I have been without a voice for a few months now. Hell, I'm without a voice box (larynx) and most of the other functional parts of my throat. It's hugely frustrating, as I'm sure you can imagine. I communicate mostly by mouthing the words I want to say, keeping it as simple as possible. Sometimes, if I'm lucky and if the wind's blowing in the right direction, I can produce a faint sound that is the basis of esophageal speech.
https://en.wikipedia.org/wiki/Esophageal_speech
The BBC video above is about electronic communication aids - talking computers along the lines of the Stephen Hawking model we're all familiar with, although the technology has moved on a long way in recent years. One development is that you can record your own voice to be used by the computer, but that requires quite a lot of notice before the operation and was therefore an option unavailable to me. I haven't explored this option in any great detail yet as I'm hoping that I won't have to rely on it.Esophageal speech, also known as esophageal voice, is an airstream mechanism for speech that involves oscillation of the esophagus. This contrasts with traditional laryngeal speech, which involves oscillation of the vocal folds. In esophageal speech, pressurized air is injected into the upper esophagus and then released in a controlled manner to create the airstream necessary for speech. Esophageal speech is a learned skill that requires speech training and much practice. On average it takes 6 months to a year to learn this form of speech. Because of the high level of difficulty in learning esophageal speech, some patients are unable to master the skill.
It's just over 3 months since the surgery, and if everything has healed properly, the consultant will insert a voice prosthesis to help me speak, though this doesn't work for everyone.
https://en.wikipedia.org/wiki/Voice_prosthesis
I am in some ways quite fortunate (relatively speaking of course... ) in that I've always had good communication skills, and extensive acting training has probably been very helpful.

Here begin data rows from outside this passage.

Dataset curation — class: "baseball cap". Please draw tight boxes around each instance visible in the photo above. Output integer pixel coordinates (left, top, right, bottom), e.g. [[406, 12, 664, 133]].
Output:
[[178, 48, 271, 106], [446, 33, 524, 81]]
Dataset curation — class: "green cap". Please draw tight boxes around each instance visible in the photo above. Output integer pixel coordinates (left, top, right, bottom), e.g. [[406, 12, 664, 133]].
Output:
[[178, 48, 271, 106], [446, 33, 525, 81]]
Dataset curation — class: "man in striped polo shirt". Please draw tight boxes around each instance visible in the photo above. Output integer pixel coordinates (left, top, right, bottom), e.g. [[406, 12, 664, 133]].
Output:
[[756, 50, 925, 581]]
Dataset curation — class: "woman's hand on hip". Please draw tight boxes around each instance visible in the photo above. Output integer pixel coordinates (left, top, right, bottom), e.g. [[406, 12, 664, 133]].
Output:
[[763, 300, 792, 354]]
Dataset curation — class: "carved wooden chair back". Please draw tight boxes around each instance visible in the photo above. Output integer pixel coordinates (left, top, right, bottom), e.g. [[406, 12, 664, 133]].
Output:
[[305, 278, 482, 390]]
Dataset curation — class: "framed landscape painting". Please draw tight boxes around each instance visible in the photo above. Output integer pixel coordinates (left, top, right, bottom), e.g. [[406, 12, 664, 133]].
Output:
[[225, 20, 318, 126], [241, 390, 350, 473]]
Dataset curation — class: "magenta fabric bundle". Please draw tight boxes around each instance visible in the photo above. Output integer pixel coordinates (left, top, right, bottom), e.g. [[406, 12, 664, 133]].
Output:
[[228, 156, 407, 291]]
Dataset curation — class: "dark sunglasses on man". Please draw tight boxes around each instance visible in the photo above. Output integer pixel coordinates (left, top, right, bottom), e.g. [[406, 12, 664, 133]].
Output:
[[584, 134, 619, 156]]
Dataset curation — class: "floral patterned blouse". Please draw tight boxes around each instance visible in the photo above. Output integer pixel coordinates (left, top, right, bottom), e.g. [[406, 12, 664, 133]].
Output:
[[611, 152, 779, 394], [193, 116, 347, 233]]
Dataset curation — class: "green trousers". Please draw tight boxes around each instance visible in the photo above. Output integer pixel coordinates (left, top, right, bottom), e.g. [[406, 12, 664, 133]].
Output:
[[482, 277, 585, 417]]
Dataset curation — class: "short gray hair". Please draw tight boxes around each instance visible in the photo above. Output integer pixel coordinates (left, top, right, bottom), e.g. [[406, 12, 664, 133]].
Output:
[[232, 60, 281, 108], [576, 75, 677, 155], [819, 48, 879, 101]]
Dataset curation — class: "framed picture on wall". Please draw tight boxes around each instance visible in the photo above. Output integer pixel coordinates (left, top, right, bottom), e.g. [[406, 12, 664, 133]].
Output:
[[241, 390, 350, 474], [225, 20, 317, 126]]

I can articulate well, albeit silently, and also use facial expression and body language to express myself. I throw a particularly impressive tantrum when really irritated...A voice prosthesis (plural prostheses) is an artificial device, usually made of silicone that is used in conjunction with voice therapy to help laryngectomized patients to speak. During a total laryngectomy, the entire voice box (larynx) is removed and the windpipe (trachea) and food pipe (esophagus) are separated from each other. During this operation an opening between the food pipe and the windpipe can be created (primary puncture). This opening can also be created at a later time (secondary puncture). This opening is called a tracheo-esophageal puncture (TE puncture). The voice prosthesis is placed in this opening. Then, it becomes possible to speak by occluding the stoma and blowing the air from the lungs through the inside of the voice prosthesis and through the throat, creating a voice sound, which is called tracheo-esophageal speech.

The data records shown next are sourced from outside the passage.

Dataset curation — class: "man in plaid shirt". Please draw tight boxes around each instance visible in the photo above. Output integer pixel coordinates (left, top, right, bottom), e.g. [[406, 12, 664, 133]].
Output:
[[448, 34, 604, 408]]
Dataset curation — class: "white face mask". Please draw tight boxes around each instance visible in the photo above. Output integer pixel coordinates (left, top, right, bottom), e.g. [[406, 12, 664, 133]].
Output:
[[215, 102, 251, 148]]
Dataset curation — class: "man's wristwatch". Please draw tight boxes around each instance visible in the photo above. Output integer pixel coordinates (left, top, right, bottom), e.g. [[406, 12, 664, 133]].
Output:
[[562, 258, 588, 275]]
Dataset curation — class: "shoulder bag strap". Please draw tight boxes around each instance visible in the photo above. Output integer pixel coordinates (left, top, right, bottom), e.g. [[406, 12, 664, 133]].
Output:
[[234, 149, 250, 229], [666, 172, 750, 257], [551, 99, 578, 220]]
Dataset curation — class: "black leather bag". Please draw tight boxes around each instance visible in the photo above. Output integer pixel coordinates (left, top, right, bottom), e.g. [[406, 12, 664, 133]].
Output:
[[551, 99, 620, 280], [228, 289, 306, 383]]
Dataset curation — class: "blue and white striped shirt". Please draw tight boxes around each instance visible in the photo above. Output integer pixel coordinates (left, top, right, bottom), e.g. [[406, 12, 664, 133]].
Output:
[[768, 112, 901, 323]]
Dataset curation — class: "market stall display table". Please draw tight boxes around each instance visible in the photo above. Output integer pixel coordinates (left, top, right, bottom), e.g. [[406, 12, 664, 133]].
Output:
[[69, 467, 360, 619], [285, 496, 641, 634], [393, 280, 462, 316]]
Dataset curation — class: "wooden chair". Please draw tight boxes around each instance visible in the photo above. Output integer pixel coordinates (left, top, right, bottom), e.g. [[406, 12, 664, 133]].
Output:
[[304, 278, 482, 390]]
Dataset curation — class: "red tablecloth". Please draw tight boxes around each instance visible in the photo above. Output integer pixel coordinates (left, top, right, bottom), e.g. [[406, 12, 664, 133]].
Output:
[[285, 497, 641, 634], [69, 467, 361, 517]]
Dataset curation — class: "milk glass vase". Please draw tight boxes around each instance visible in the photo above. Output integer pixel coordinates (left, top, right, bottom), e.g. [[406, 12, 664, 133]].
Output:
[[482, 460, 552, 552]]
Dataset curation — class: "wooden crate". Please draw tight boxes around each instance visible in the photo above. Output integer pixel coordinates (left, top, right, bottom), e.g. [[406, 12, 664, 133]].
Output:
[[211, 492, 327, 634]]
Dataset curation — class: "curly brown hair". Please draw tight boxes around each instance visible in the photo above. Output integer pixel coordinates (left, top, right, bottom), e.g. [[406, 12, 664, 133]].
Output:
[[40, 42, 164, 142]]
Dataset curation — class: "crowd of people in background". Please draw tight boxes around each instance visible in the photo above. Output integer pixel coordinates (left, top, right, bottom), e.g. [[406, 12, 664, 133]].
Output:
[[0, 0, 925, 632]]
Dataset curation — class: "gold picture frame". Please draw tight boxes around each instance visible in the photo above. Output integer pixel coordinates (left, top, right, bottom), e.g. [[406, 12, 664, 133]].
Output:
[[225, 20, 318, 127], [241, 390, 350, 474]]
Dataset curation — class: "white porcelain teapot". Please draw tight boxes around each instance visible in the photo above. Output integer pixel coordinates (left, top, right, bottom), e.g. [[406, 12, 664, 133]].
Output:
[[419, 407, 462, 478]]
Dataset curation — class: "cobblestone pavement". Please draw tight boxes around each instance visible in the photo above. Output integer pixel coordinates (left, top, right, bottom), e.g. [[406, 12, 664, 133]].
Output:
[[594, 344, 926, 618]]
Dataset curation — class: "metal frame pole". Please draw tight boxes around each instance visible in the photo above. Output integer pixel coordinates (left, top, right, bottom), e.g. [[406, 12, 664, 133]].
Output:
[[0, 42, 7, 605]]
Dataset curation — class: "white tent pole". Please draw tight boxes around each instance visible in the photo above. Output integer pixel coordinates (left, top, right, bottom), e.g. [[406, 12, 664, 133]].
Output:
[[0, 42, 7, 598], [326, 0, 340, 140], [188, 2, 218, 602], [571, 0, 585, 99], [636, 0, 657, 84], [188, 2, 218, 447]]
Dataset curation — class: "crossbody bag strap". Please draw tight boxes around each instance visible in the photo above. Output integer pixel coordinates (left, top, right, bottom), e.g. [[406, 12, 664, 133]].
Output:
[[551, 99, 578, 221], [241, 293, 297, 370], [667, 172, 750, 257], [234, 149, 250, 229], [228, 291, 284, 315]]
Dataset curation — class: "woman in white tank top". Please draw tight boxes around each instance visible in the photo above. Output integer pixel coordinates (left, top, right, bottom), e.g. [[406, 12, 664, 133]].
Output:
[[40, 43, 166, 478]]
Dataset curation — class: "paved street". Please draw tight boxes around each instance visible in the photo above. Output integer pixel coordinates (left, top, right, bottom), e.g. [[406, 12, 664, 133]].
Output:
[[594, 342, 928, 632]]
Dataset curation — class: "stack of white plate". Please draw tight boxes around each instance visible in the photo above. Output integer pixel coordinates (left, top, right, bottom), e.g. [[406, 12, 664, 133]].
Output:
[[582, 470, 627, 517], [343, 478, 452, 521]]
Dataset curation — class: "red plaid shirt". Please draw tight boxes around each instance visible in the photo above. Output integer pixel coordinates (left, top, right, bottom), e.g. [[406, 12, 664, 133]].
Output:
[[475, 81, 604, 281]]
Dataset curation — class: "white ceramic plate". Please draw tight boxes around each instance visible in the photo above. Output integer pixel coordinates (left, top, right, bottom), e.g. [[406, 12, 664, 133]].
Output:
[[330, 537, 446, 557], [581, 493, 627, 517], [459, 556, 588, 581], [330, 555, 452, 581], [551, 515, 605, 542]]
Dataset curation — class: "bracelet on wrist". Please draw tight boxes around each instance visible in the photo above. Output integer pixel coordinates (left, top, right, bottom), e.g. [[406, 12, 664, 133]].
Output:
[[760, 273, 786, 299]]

This does, of course, require an element of concentration, willingness and intelligence on the part of the "listener", and some people are naturals at this while others are hopeless. Attitude is also relevant. Some people - an unhappy minority I'm delighted to say - can't even bring themselves to look me in the eye. I have a clear scar running from one ear down under my chin and across my throat then up to the other ear - it's not pretty. Nor is the swelling around my jaw line that makes me look like a large hamster; that's caused by lymnphedema, the removal of the lymph nodes in the neck that act as a drain preventing the accumulation of fluid (or something like that...). There's also, of course, a fairly large hole in my neck that is probably quite intimidating!
Many people seem to assume that because I can't speak I must also be hard of hearing and start to speak loud and slowly. Oh joy, I can feel my hackles rising as I type. People who should know better are not immune. District nurses come twice a week to change my dressings (cue district nurse jokes from pharvey, sateeb et al - feel free gents! ), and some of them are shouters. I had my annual diabetes eye check yesterday, and the technician suddenly said with a smile "I don't know why I'm shouting, you're not deaf!" - I could have kissed her. Some people assume you are stupid, and I won't tolerate that - out comes the most useful tool provided to me when still in hospital, an LCD writing tablet, which goes everywhere with me. It's surprising how scathing you can be in just a few words!
Anyway, just a bit of food for thought. These are all things that I didn't pay much attention to until fairly recently, and I thought some first-hand experiences might be interesting. As always, sympathy not required - not wanted, in fact. I still have quality of life, though I have to say that will be hugely boosted when I can enjoy proper food again!